Marijuana usage rates.

Yet, whites are disproportionately less likely to be arrested.

Marijuana arrest rates.

“Our country’s drug laws are badly broken and need to be fixed,” Booker said in a press release. “They don’t make our communities any safer – instead they divert critical resources from fighting violent crimes, tear families apart, unfairly impact low-income communities and communities of color, and waste billions in taxpayer dollars each year.”

The ACLU estimated more than $3 billion was spent in 2010 alone. That’s the annual cost for the U.S. to repair annual pothole damage, a fraction of the cost to repair subway signals, and the estimated cost to clean up a 2016 east coast blizzard – all things governments can pay for with deferring the cost of marijuana policies.

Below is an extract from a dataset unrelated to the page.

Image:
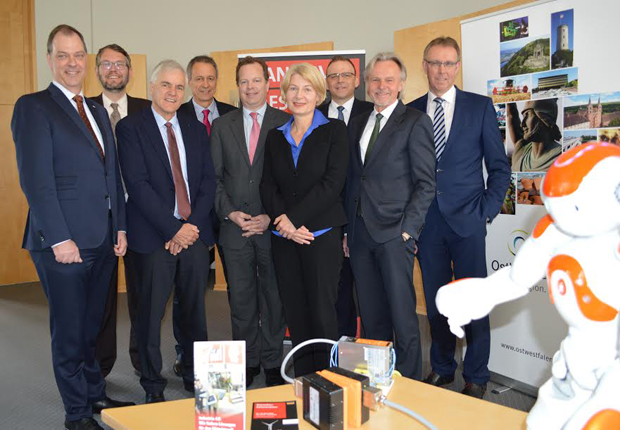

“Had marijuana been regulated like alcohol, and had its use been treated as a public health issue akin to alcohol instead of as a criminal justice issue, this is money that cities, counties, and police departments could have invested in an array of other law enforcement priorities and community initiatives.”

The Marijuana Justice Act addresses the current use and previous offenses by descheduling.

“Descheduling marijuana and applying that change retroactively to people currently serving time for marijuana offenses is a necessary step in correcting this unjust system,” Booker said.

This bill is in direct opposition to Attorney General Jeff Sessions’s agenda on marijuana prosecution.  The AG wrote a letter to Congress asking to prosecute medical marijuana facilities and make the drug a larger focus.

It’s worth noting that Sessions is not known for racial parity.  Sessions has been famously cited by Coretta Scott King in a letter to Strom Thurmond for using the “awesome powers of [the attorney general’s office] as a shabby attempt to intimidate and frighten elderly black voters.”  

The letter resurfaced when Sen. Elizabeth (D-MA) read the letter on the Senate floor during the Sessions confirmation hearing, but was silenced by Senate Majority Leader Mitch McConnell, using Rule 19 – or a senator exhibiting “any conduct or motive unworthy or unbecoming a Senator.”

Booker is introducing this landmark legislation two years after former presidential candidate Bernie Sanders (I-VT) proposed a similar bill, and stalled in committee.

“This is the right thing to do for public safety, and will help reduce our overflowing prison population,” Booker said in his Facebook announcement.

And it’s time the rest of Congress take note.